Path: utzoo!news-server.csri.toronto.edu!cs.utexas.edu!usc!wuarchive!zaphod.mps.ohio-state.edu!rpi!uupsi!sunic!dkuug!daimi!baronen
From: baronen@daimi.aau.dk (Carsten Greve)
Newsgroups: comp.ai.neural-nets
Subject: Are Conjugate Gradient algorithms any good?
Summary: Pattern versus Epoch update
Keywords: NETtalk, Conjugate Gradient algorithms, Back-propagation
Message-ID: <1991Mar4.142559.21857@daimi.aau.dk>
Date: 4 Mar 91 14:25:59 GMT
Sender: baronen@daimi.aau.dk (Carsten Greve)
Organization: DAIMI: Computer Science Department, Aarhus University, Denmark
Lines: 67

Recently there has been much talk about the so-called Conjugate Gradient
algorithms and their use in feed-forward neural networks. We have applied
one of these algorithms, the Scaled Conjugate Gradient algorithm [1], on
the NETtalk problem [2] with poor results.

In their original experiment Sejnowski and Rosenberg used the conventional
back-propagation algorithm with weight updates after each presentation of
one word (word update). Our experiments with the same algorithm confirmed the
results of Sejnowski and Rosenberg. However, experiments showed that
back-propagation was unable to converge if the weights were updated only
after the entire training set had been presented (epoch update).

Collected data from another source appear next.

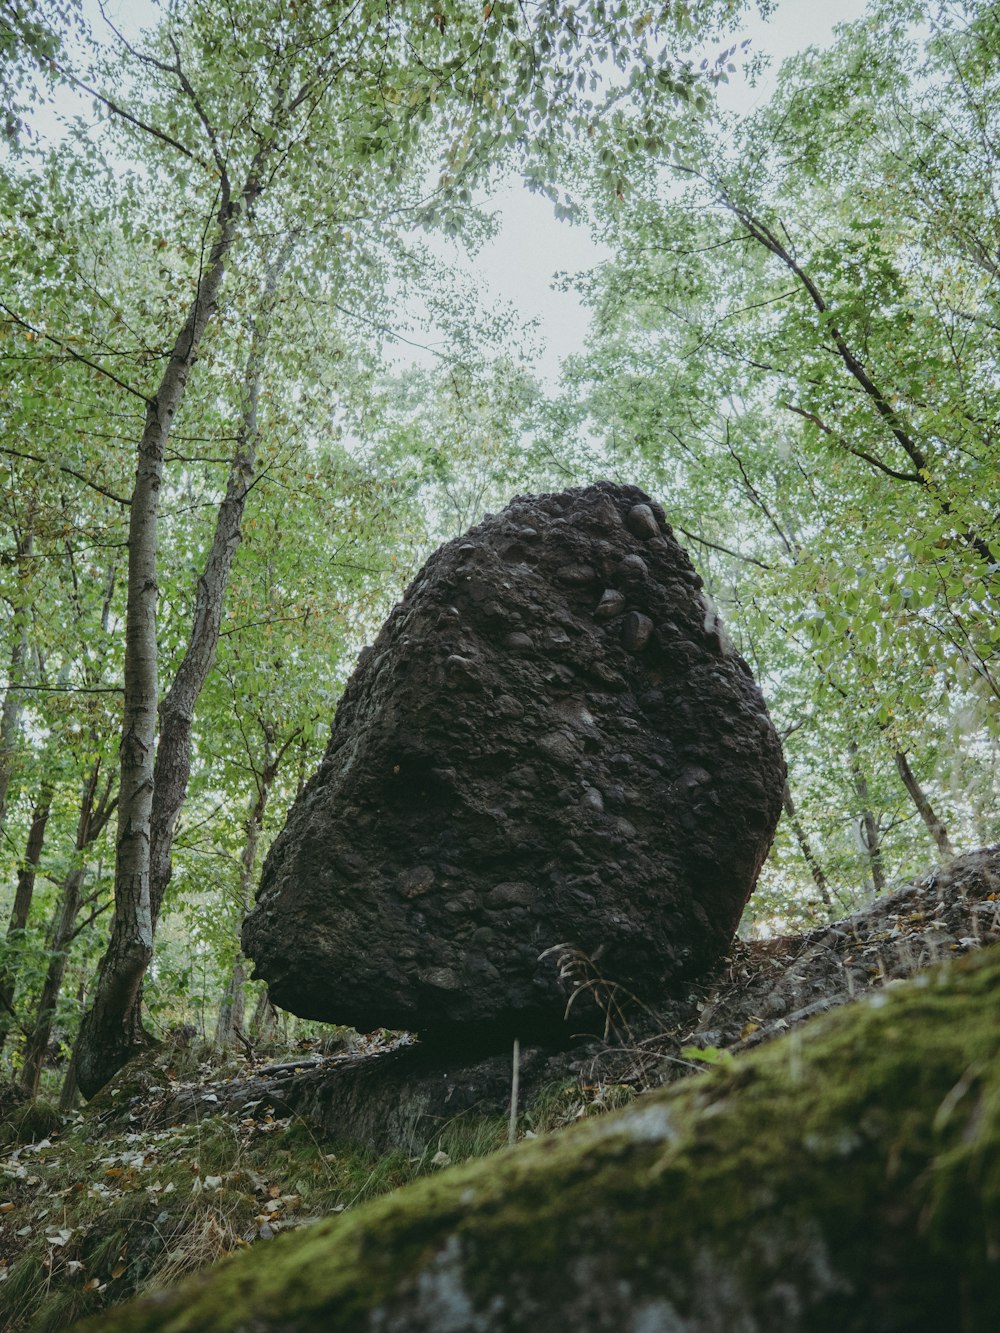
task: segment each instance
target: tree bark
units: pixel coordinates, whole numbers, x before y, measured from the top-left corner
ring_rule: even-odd
[[[920,818],[924,821],[928,833],[934,839],[934,844],[941,855],[942,861],[950,861],[955,855],[955,849],[951,845],[951,839],[948,837],[948,830],[941,822],[938,814],[934,810],[927,798],[927,793],[917,781],[913,769],[910,767],[910,761],[902,750],[895,752],[896,769],[902,779],[903,786],[906,788],[910,800],[917,807]]]
[[[24,861],[17,872],[17,889],[14,893],[14,906],[11,908],[10,921],[7,924],[7,943],[26,929],[31,912],[31,900],[35,893],[35,876],[38,863],[42,858],[45,843],[45,828],[52,809],[52,787],[45,785],[39,792],[35,807],[31,813],[31,827],[28,830],[28,842],[24,849]],[[17,990],[17,975],[8,964],[0,972],[0,1051],[3,1050],[11,1028],[15,1022],[14,995]]]
[[[269,724],[262,723],[264,740],[266,745],[264,767],[254,776],[257,782],[257,791],[251,802],[250,809],[247,812],[244,829],[246,836],[243,841],[243,850],[240,853],[240,922],[250,910],[250,899],[253,895],[254,880],[256,878],[254,871],[257,865],[257,846],[260,842],[261,831],[264,827],[264,816],[267,813],[267,803],[271,796],[271,788],[274,786],[274,780],[278,776],[278,769],[281,761],[288,753],[289,746],[295,741],[301,732],[301,728],[296,727],[292,734],[283,742],[278,751],[274,749],[274,729]],[[243,954],[237,951],[233,960],[233,969],[226,986],[225,994],[219,1004],[219,1020],[215,1029],[215,1044],[219,1047],[231,1046],[233,1042],[234,1030],[244,1031],[244,986],[247,981],[247,967]]]
[[[271,1003],[270,992],[265,986],[257,997],[253,1017],[250,1019],[250,1032],[248,1034],[250,1040],[254,1042],[268,1041],[277,1026],[278,1014]]]
[[[80,814],[76,827],[74,864],[63,879],[59,902],[56,905],[49,937],[49,965],[42,985],[42,994],[35,1012],[35,1021],[28,1035],[21,1071],[21,1087],[29,1097],[38,1095],[38,1082],[45,1063],[45,1053],[52,1036],[59,995],[62,991],[70,945],[77,934],[76,919],[83,901],[83,885],[87,876],[84,854],[103,832],[115,808],[110,783],[98,797],[101,765],[98,760],[83,784],[80,795]]]
[[[22,581],[25,578],[25,561],[31,556],[32,544],[33,534],[30,531],[17,537],[18,573]],[[7,678],[3,707],[0,708],[0,829],[7,815],[7,794],[14,775],[14,760],[24,712],[24,691],[20,685],[28,658],[28,612],[25,605],[15,607],[14,625],[17,632],[10,650],[10,675]]]
[[[188,376],[212,319],[239,206],[223,189],[218,235],[177,336],[156,396],[146,410],[129,510],[128,597],[125,619],[125,700],[122,720],[115,911],[101,960],[93,1005],[80,1027],[76,1077],[92,1097],[131,1055],[149,1043],[139,1014],[142,979],[153,957],[151,840],[157,721],[157,536],[166,444],[184,399]],[[248,207],[260,186],[251,176]]]
[[[74,1051],[66,1069],[66,1077],[59,1089],[59,1110],[63,1112],[72,1111],[79,1099],[80,1090],[76,1082],[76,1052]]]
[[[868,779],[865,777],[864,769],[858,759],[858,747],[854,741],[851,741],[848,745],[847,751],[850,755],[854,790],[861,804],[861,813],[858,816],[859,841],[862,843],[864,856],[868,862],[872,886],[876,896],[878,896],[880,893],[885,893],[886,889],[885,869],[882,864],[882,831],[871,808]]]
[[[38,1096],[38,1084],[45,1063],[45,1053],[49,1048],[49,1039],[52,1036],[52,1024],[55,1021],[63,977],[66,975],[69,946],[77,914],[80,911],[86,873],[85,866],[74,866],[63,880],[60,890],[49,946],[49,965],[42,985],[41,998],[38,1001],[35,1022],[24,1049],[21,1088],[29,1097]]]
[[[813,877],[813,883],[819,891],[820,901],[826,908],[832,921],[836,915],[837,909],[833,905],[833,899],[830,897],[830,881],[827,879],[817,859],[816,853],[812,849],[809,836],[799,820],[795,810],[795,802],[792,800],[792,791],[788,783],[785,783],[785,790],[781,794],[781,803],[785,807],[785,814],[788,816],[789,827],[795,835],[795,841],[799,844],[799,851],[802,853],[803,860],[809,867],[809,873]]]
[[[226,494],[219,506],[212,549],[198,579],[187,650],[160,704],[160,737],[150,820],[150,909],[154,929],[170,882],[174,831],[191,775],[191,727],[195,704],[215,661],[229,575],[243,535],[243,513],[257,463],[260,436],[257,414],[264,357],[275,294],[289,252],[290,247],[286,245],[267,268],[261,314],[253,321],[242,419]]]

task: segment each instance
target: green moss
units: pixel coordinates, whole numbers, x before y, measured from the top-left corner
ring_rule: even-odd
[[[998,1227],[994,949],[102,1328],[992,1330]]]

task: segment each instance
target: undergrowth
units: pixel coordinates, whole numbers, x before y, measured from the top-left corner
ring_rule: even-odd
[[[203,1055],[180,1053],[168,1076],[204,1077]],[[83,1113],[31,1102],[0,1120],[0,1327],[65,1327],[508,1142],[506,1117],[468,1113],[418,1156],[324,1141],[263,1104],[166,1129],[129,1123],[116,1108],[155,1091],[158,1078],[162,1061],[140,1062]],[[522,1110],[518,1134],[535,1137],[630,1096],[615,1086],[549,1088]]]

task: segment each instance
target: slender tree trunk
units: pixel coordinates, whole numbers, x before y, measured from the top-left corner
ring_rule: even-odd
[[[247,209],[260,192],[254,164],[243,190]],[[146,411],[129,513],[128,598],[125,622],[125,701],[122,723],[115,911],[90,1012],[80,1027],[76,1077],[92,1097],[135,1052],[149,1043],[142,1026],[142,980],[153,957],[152,822],[157,723],[157,529],[164,455],[197,358],[215,313],[240,205],[224,190],[219,232],[178,334],[156,397]],[[200,595],[200,589],[199,589]],[[158,907],[158,904],[157,904]]]
[[[34,1026],[28,1035],[25,1048],[24,1069],[21,1074],[21,1086],[29,1097],[38,1094],[38,1081],[45,1063],[52,1036],[59,995],[62,991],[69,949],[76,937],[76,919],[80,914],[83,901],[83,885],[86,879],[84,854],[87,848],[100,836],[114,811],[115,801],[111,796],[110,782],[98,797],[98,783],[101,776],[101,763],[97,760],[83,784],[80,794],[80,815],[76,826],[75,859],[73,868],[65,876],[59,894],[59,902],[52,921],[49,936],[49,965],[42,985],[42,994],[35,1012]]]
[[[265,986],[257,997],[253,1017],[250,1019],[249,1037],[251,1041],[267,1041],[278,1025],[278,1014],[271,1003],[271,993]]]
[[[910,800],[917,807],[920,818],[924,821],[928,833],[934,839],[938,852],[943,861],[950,861],[955,855],[955,849],[951,845],[951,839],[948,837],[948,830],[945,828],[941,819],[937,815],[934,807],[927,799],[927,793],[917,781],[913,769],[910,767],[910,761],[902,750],[895,753],[896,769],[902,779],[903,786],[909,793]]]
[[[23,581],[26,578],[25,561],[31,556],[33,535],[29,531],[17,538],[18,573]],[[25,595],[25,603],[27,597]],[[24,675],[24,664],[28,659],[28,612],[27,606],[15,609],[14,626],[16,634],[10,650],[10,675],[7,690],[0,708],[0,829],[3,828],[7,815],[7,794],[10,780],[14,775],[14,760],[17,757],[18,741],[21,735],[21,717],[24,713],[24,691],[20,688]]]
[[[21,734],[21,714],[24,711],[24,691],[19,688],[24,661],[28,655],[28,627],[22,623],[20,633],[10,650],[10,684],[0,710],[0,828],[7,815],[7,793],[14,775],[14,759]]]
[[[246,822],[246,838],[240,853],[240,922],[250,910],[250,896],[253,892],[254,868],[257,863],[257,844],[260,841],[261,824],[267,805],[268,792],[265,789],[254,802]],[[247,980],[247,968],[241,951],[233,959],[232,972],[226,985],[225,993],[219,1004],[219,1020],[215,1028],[215,1044],[220,1048],[231,1046],[233,1029],[245,1031],[244,986]]]
[[[833,899],[830,897],[830,881],[827,879],[823,867],[820,865],[816,853],[812,849],[809,835],[802,827],[795,810],[795,803],[792,800],[791,788],[787,782],[785,783],[785,790],[782,792],[781,801],[785,807],[785,814],[788,816],[789,827],[795,835],[795,841],[799,844],[799,851],[802,853],[802,858],[809,867],[809,873],[812,875],[813,883],[819,891],[820,900],[829,913],[830,920],[832,921],[837,914],[837,909],[834,907]]]
[[[282,743],[280,749],[275,751],[274,728],[269,723],[261,722],[261,729],[264,732],[266,746],[264,767],[254,775],[257,781],[257,792],[251,802],[250,809],[247,811],[246,823],[244,824],[246,837],[243,841],[243,850],[240,853],[239,901],[241,923],[243,917],[250,910],[250,898],[253,894],[255,879],[254,871],[257,865],[257,846],[264,827],[264,816],[267,813],[267,803],[270,800],[271,789],[274,786],[275,778],[278,776],[282,759],[301,732],[301,728],[296,727]],[[219,1021],[215,1029],[216,1046],[231,1046],[234,1029],[244,1031],[243,988],[247,981],[247,975],[247,966],[243,954],[237,952],[233,960],[233,970],[229,983],[219,1004]]]
[[[76,918],[83,898],[83,882],[86,868],[74,866],[63,880],[59,904],[53,921],[52,938],[49,944],[49,966],[42,986],[35,1023],[28,1036],[24,1050],[24,1068],[21,1071],[21,1087],[29,1097],[37,1097],[38,1083],[45,1063],[45,1053],[52,1037],[52,1025],[55,1021],[56,1007],[62,991],[63,977],[66,975],[66,963],[69,947],[73,940]]]
[[[11,908],[10,921],[7,925],[7,943],[10,944],[18,931],[28,925],[31,900],[35,892],[35,876],[38,863],[42,858],[45,842],[45,828],[52,809],[52,788],[44,786],[39,792],[31,814],[31,827],[28,830],[28,843],[24,849],[24,862],[17,872],[17,889],[14,894],[14,906]],[[14,1024],[14,995],[17,989],[17,977],[14,969],[5,967],[0,972],[0,1051],[3,1050],[11,1027]]]
[[[150,826],[150,906],[154,927],[170,882],[174,831],[191,775],[191,728],[195,704],[215,661],[229,575],[243,535],[243,513],[257,463],[260,434],[257,414],[264,357],[278,282],[289,252],[290,247],[286,245],[267,269],[261,315],[253,322],[242,420],[226,494],[219,506],[212,549],[198,579],[187,651],[160,705],[160,739]]]
[[[858,800],[861,804],[861,814],[859,816],[861,841],[864,845],[864,854],[868,860],[872,885],[877,897],[880,893],[884,893],[886,889],[885,870],[882,865],[882,833],[878,826],[878,820],[875,818],[871,808],[868,779],[865,777],[864,770],[858,759],[858,747],[851,741],[847,749],[851,760],[851,774],[854,780],[854,790],[857,793]]]
[[[249,907],[249,900],[244,907],[244,914]],[[226,989],[223,992],[222,999],[219,1001],[219,1019],[215,1025],[215,1045],[219,1050],[225,1050],[227,1046],[233,1044],[233,1033],[243,1032],[246,1028],[246,1019],[244,1014],[245,991],[247,982],[246,963],[242,953],[237,953],[233,959],[232,970],[229,973],[229,981],[226,983]]]

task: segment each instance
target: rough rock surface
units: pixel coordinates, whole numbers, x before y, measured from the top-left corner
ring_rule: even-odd
[[[608,482],[437,551],[267,859],[244,949],[275,1001],[481,1045],[711,966],[785,768],[700,589],[660,507]]]

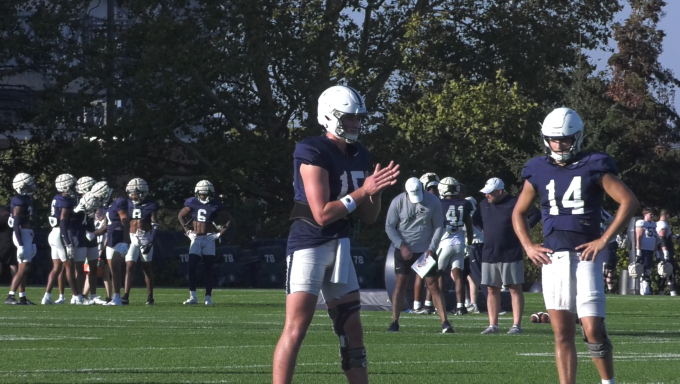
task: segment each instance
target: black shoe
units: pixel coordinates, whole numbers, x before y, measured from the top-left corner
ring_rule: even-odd
[[[30,300],[26,298],[26,296],[24,296],[19,298],[19,302],[16,303],[16,305],[35,305],[35,304],[33,304]]]
[[[17,299],[14,298],[14,295],[7,295],[7,298],[5,299],[5,304],[8,305],[16,305]]]
[[[106,302],[107,302],[107,303],[110,303],[110,302],[111,302],[111,298],[110,298],[110,297],[107,297],[107,298],[106,298]]]
[[[153,296],[149,295],[146,297],[146,305],[153,305],[155,303]]]
[[[387,329],[387,332],[399,332],[399,323],[393,321],[392,324],[390,324],[390,327]]]
[[[456,333],[448,320],[442,323],[442,333]]]
[[[468,310],[465,307],[456,308],[456,312],[454,312],[455,316],[463,316],[463,315],[467,315],[467,314],[468,314]]]
[[[130,304],[130,297],[129,296],[123,296],[120,298],[120,302],[123,303],[123,305],[128,305]]]

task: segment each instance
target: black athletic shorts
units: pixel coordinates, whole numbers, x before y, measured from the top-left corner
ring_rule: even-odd
[[[423,255],[424,252],[413,252],[413,256],[411,256],[410,260],[404,260],[404,257],[401,255],[401,250],[399,248],[394,248],[394,274],[395,275],[410,275],[411,274],[411,266],[418,261],[418,258]],[[435,265],[432,267],[430,272],[425,275],[425,277],[436,277],[438,276],[437,273],[437,266]]]

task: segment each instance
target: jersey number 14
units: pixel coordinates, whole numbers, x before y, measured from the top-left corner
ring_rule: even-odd
[[[555,200],[555,179],[550,180],[545,187],[548,190],[548,200],[550,200],[550,214],[557,216],[560,214],[557,207],[557,200]],[[562,197],[562,208],[572,208],[572,215],[582,215],[584,213],[585,203],[581,200],[581,176],[575,176],[571,179],[567,192]]]

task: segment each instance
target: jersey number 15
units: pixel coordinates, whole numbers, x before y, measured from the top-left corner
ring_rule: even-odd
[[[560,211],[557,207],[557,201],[555,199],[555,179],[550,180],[548,185],[545,187],[548,190],[548,200],[550,200],[550,214],[557,216]],[[581,176],[574,176],[571,179],[569,188],[564,193],[562,197],[562,208],[572,208],[572,215],[582,215],[584,213],[585,203],[581,200]]]

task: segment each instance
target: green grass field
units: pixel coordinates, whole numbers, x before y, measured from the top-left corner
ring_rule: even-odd
[[[3,287],[5,288],[5,287]],[[39,301],[42,289],[29,298]],[[4,292],[3,292],[4,293]],[[200,297],[199,292],[199,297]],[[186,290],[159,289],[156,306],[134,289],[126,307],[0,306],[0,383],[267,383],[284,320],[284,292],[218,290],[214,308],[184,307]],[[67,296],[70,297],[70,296]],[[617,383],[680,382],[680,298],[608,296]],[[405,314],[388,334],[388,312],[363,312],[373,383],[556,383],[550,325],[531,324],[542,297],[527,294],[524,334],[479,334],[486,314]],[[577,339],[579,383],[599,383]],[[318,311],[298,359],[296,383],[343,383],[338,342]]]

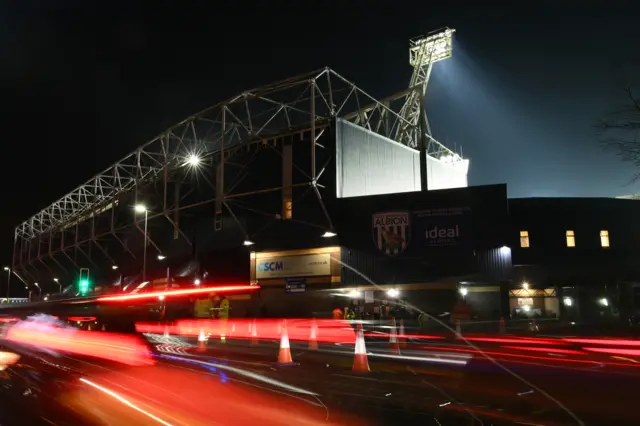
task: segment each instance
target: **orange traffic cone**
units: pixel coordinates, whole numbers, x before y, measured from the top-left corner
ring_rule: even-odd
[[[200,329],[198,335],[198,352],[204,352],[207,350],[207,336],[204,335],[204,330]]]
[[[256,324],[256,320],[253,320],[253,324],[251,326],[251,344],[258,344],[258,325]]]
[[[389,331],[389,346],[394,353],[400,353],[400,344],[398,343],[398,333],[396,332],[396,319],[391,322],[391,330]]]
[[[407,338],[404,334],[404,320],[402,318],[400,318],[400,335],[398,336],[398,340],[400,341],[400,347],[401,348],[406,348],[407,347]]]
[[[282,335],[280,337],[280,352],[278,352],[278,364],[292,364],[291,346],[289,345],[289,334],[287,333],[287,323],[282,324]]]
[[[462,330],[460,329],[460,320],[456,320],[456,339],[462,338]]]
[[[364,334],[362,333],[362,324],[358,324],[358,331],[356,332],[356,349],[353,356],[353,368],[354,373],[368,373],[369,360],[367,359],[367,348],[364,344]]]
[[[498,325],[498,331],[500,334],[504,334],[506,331],[506,327],[504,325],[504,317],[500,317],[500,325]]]
[[[164,326],[164,333],[162,337],[169,337],[169,327],[167,327],[166,325]]]
[[[311,323],[311,329],[309,330],[309,349],[314,351],[318,349],[318,325],[316,320]]]

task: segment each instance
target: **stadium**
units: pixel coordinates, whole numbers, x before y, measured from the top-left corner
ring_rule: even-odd
[[[67,297],[260,285],[236,296],[239,315],[330,311],[344,302],[308,295],[336,290],[450,310],[473,282],[497,313],[506,185],[467,187],[469,159],[434,138],[425,110],[453,34],[411,40],[409,86],[383,99],[325,68],[184,119],[18,225],[13,277]]]

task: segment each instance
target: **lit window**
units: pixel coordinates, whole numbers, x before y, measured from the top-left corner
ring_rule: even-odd
[[[609,231],[600,231],[600,245],[609,247]]]
[[[529,247],[529,231],[520,231],[520,247]]]
[[[567,247],[576,246],[576,234],[573,231],[567,231]]]

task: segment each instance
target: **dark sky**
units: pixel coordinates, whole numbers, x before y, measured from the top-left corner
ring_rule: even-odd
[[[436,138],[471,158],[471,184],[506,182],[513,197],[640,191],[591,127],[638,63],[633,2],[221,3],[3,2],[0,253],[15,224],[236,92],[325,65],[374,96],[402,90],[408,39],[443,26],[457,29],[454,58],[436,66],[427,106]]]

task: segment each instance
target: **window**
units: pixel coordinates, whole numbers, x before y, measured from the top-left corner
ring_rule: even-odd
[[[529,247],[529,231],[520,231],[520,247]]]
[[[576,234],[573,231],[567,231],[567,247],[576,246]]]
[[[600,245],[604,248],[609,247],[609,231],[600,231]]]

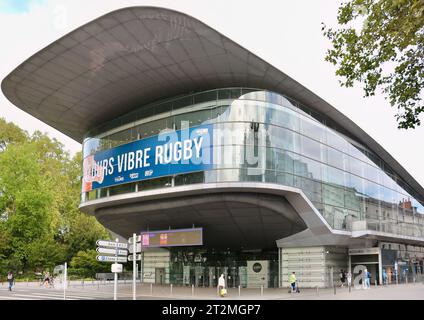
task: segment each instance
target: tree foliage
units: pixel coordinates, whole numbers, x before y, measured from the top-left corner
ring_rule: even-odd
[[[93,278],[98,272],[110,272],[110,264],[97,261],[96,250],[79,251],[70,264],[69,272],[80,277]]]
[[[0,275],[53,269],[109,238],[78,209],[81,154],[0,118]]]
[[[10,143],[24,142],[27,138],[28,134],[17,125],[0,118],[0,152]]]
[[[323,26],[331,41],[326,60],[341,85],[377,89],[397,107],[399,128],[415,128],[424,112],[424,1],[350,0],[337,15],[340,28]]]

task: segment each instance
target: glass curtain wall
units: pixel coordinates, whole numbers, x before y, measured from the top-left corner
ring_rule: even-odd
[[[162,130],[214,125],[214,169],[95,190],[93,200],[209,182],[254,181],[301,189],[335,229],[424,236],[424,207],[373,152],[330,119],[280,94],[218,89],[143,106],[88,133],[84,158]],[[422,200],[422,199],[421,199]]]

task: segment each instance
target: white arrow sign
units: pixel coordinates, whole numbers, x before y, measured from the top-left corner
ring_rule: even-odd
[[[108,247],[108,248],[116,248],[116,247],[118,247],[119,249],[128,248],[128,243],[122,243],[122,242],[116,243],[116,242],[108,241],[108,240],[97,240],[96,245],[98,247]]]
[[[119,256],[126,256],[128,254],[127,250],[121,250],[121,249],[109,249],[109,248],[97,248],[96,251],[98,253],[108,253],[108,254],[116,254],[118,252]]]
[[[141,236],[139,235],[139,236],[136,236],[136,242],[141,242]],[[133,242],[132,242],[132,240],[133,240],[133,238],[131,237],[131,238],[129,238],[128,239],[128,243],[130,243],[130,244],[132,244]]]
[[[133,250],[133,246],[134,246],[134,245],[131,245],[131,246],[129,246],[129,247],[128,247],[128,251],[129,251],[130,253],[133,253],[133,251],[134,251],[134,250]],[[136,252],[141,252],[141,243],[136,243],[136,244],[135,244],[135,251],[136,251]]]
[[[115,262],[116,258],[113,256],[97,256],[96,259],[102,262]],[[118,257],[117,262],[127,262],[127,257]]]
[[[130,254],[129,256],[128,256],[128,261],[133,261],[133,255],[132,254]],[[136,261],[141,261],[141,254],[137,254],[136,256],[135,256],[135,260]]]

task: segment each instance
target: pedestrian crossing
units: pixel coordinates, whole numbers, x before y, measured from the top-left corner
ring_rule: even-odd
[[[98,300],[113,299],[113,293],[110,292],[66,292],[66,300]],[[63,291],[40,291],[31,289],[14,289],[9,291],[7,288],[0,288],[0,301],[3,300],[64,300]]]

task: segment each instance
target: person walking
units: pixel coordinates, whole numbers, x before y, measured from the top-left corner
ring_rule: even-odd
[[[372,277],[371,272],[368,271],[368,282],[367,282],[368,289],[371,288],[371,277]]]
[[[296,272],[293,271],[293,273],[291,275],[289,275],[289,283],[290,283],[290,287],[291,287],[291,291],[290,292],[296,292]]]
[[[371,288],[371,272],[365,269],[365,289]]]
[[[350,271],[347,273],[347,286],[352,286],[352,273]]]
[[[219,290],[219,295],[221,297],[225,297],[227,294],[227,289],[225,289],[225,278],[224,278],[224,274],[221,274],[221,276],[218,279],[218,290]]]
[[[340,269],[340,282],[342,283],[342,285],[340,287],[343,288],[343,286],[346,282],[346,273],[344,272],[343,269]]]
[[[44,287],[48,287],[50,285],[50,273],[48,271],[44,274],[43,285]]]
[[[383,285],[387,286],[387,272],[383,269]]]
[[[365,268],[362,272],[362,288],[367,289],[368,269]]]
[[[9,291],[12,291],[13,281],[15,281],[13,273],[12,271],[9,271],[9,273],[7,274],[7,282],[9,282]]]

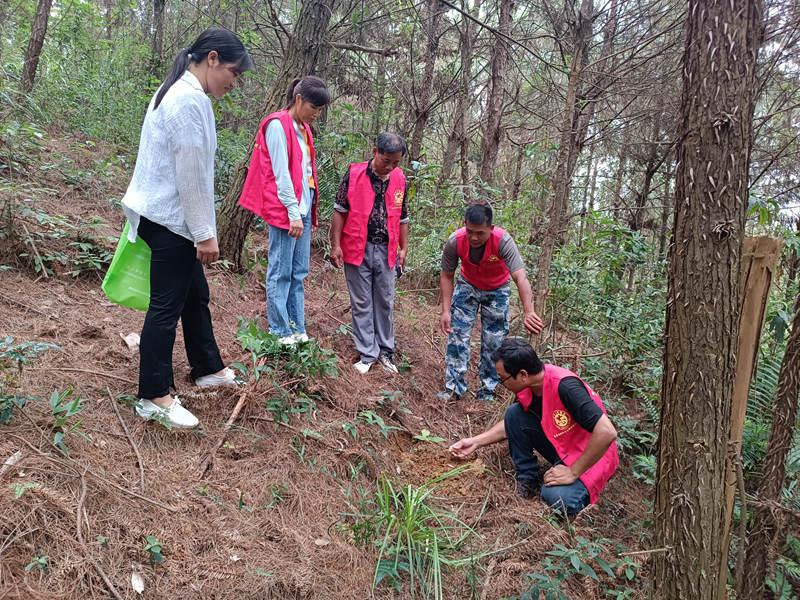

The SCG algorithm is reported, like several other Conjugate Gradient
algorithms, to outperform ordinary back-propagation with epoch learning.
Yet we found that the SCG algorithm was unable to match the performance of
back-propagation when word updates were used instead. In the SCG algorithm
weights are (normally) updated once after each presentation of the entire
training set (epoch update).

A modified version of the SCG algorithm permits more frequent weight updates.
The net is trained on a small number of patterns for some time after which
the weights are updated. Then some new training patterns are chosen and
the net is trained on those patterns, et cetera. This version gave improved
results. However, the SCG was still unable to match standard back-propagation
with word updates.

We have used a fully connected 3-layer net of 7 * 26 input units, 60 hidden
units, and 57 output units (one for each phoneme). The training set consists of
1000 words, and the net was trained for 30000 word presentations.

		   Average error on each pattern	Number of
		   after 30000 word presentations:	weight updates:

Back-prop with word update:   0.125                           30000
Back-prop with epoch update:  2.888 (failed to converge)         30
SCG with block update: *)     0.303                             300
SCG with epoch update:        0.871                              30

	*) A block size of 10 words was used, with each block being
	trained 10 times before weights were updated.

Even after 200000 word presentations the SCG algorithm with epoch update
had only reduced the average error to 0.215.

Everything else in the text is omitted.